Abstract

Research of ionic liquids (ILs) is one of the most rapidly growing fields in the past years, focusing on the ultimate aim of large scale industrial applications. Due to their unique tunable properties, such as negligible vapor pressure at room temperature, stable liquid phase over a wide temperature range and thermal stability at high temperatures, ionic liquids are creating an continuously growing interest to use them in synthesis and catalysis as well as extraction processes for the reduction of the amount of volatile organic solvents (VOSs) used in industry. For the general understanding of these materials it is of importance to develop characterization techniques to determine their thermodynamic and physicochemical properties as well as predict properties of unknown Ionic Liquids to optimize their performance and to increase their potential future application areas. Our laboratory in cooperation with several national and international academic and industrial partners is contributing to these efforts by the establishment of various dedicated characterization techniques (like activity coefficient measurements using GC technology) as well as determination of thermodynamic and physicochemical properties from a continuously growing portfolio of (functionalized) ionic liquids.
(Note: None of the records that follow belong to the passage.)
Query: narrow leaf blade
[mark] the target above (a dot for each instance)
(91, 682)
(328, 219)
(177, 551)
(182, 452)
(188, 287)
Based on the received property data we published several papers related to the adjacent prediction of properties (like molar enthalpy of vaporization, parachor, interstice volume, interstice fractions, thermal expansion coefficient, standard entropy etc.). Additionally our laboratory created and launched a new most comprehensive Ionic Liquid property data base--delphIL.(www.delphil.net). This fast growing collections of IL data will support researchers in the field to find and evaluate potential materials for their applications and hence decrease the time for new developments. In this chapter we introduce the following techniques, summarize recent published results completed by our own investigations: 1. Activity coefficient measurements using GC technique, 2. Thermodynamic properties determined by adiabatic calorimetry and thermal analysis (DSC, TG-DTG). 3. Estimation and prediction of physicochemical properties of ILs based on experimental density and surface tension data.